Die Ermittlungen der Staatsanwaltschaft richten sich nach übereinstimmenden Medienberichten gegen Technikchef Jochen Großmann. Am Dienstag sei Großmanns Büro in Dresden durchsucht worden. Der Manager wurde beurlaubt.

Großmann war erst im Herbst als Nachfolger des abgesetzten Technikchefs Horst Amann an den Flughafen gekommen. Der habilitierte Ingenieur sollte endlich die Probleme um die Entrauchungsanlage in den Griff bekommen, das technisch sensibelste Spielfeld am Pannenairport. Großmann selbst bezeichnete das Entrauchungssystem im April als "Monster", das es zu bändigen gelte.

"Wir haben abgewartet, ob die Staatsanwaltschaft einen Anfangsverdacht bestätigen würde", sagte Flughafen-Chef Hartmut Mehdorn am Dienstag. "Nachdem es nun Durchsuchungsmaßnahmen in diesem Zusammenhang gegeben hat, werden wir gegen die Beteiligten entsprechende Konsequenzen ziehen."

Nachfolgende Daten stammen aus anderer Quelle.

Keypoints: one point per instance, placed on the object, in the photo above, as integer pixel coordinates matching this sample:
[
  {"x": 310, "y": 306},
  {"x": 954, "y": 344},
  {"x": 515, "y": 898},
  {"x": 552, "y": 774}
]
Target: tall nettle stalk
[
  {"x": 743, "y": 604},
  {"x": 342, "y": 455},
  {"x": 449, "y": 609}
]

Die Betreibergesellschaft FBB sei von den Durchsuchungsmaßnahmen nicht betroffen und unterstütze die Ermittlungen der Staatsanwaltschaft vollumfänglich, die wegen des "Verdachts der Bestechlichkeit im geschäftlichen Verkehr" geführt würden.

Der Flughafenchef kämpft nun gegen weitere Bauverzögerungen. Die Auswirkungen auf das Projekt sollten so gering wie möglich gehalten werden, kündigte Mehdorn am Mittwoch an, ohne Großmanns Namen zu nennen: "Es steht und fällt nicht mit einem einzelnen Mitarbeiter."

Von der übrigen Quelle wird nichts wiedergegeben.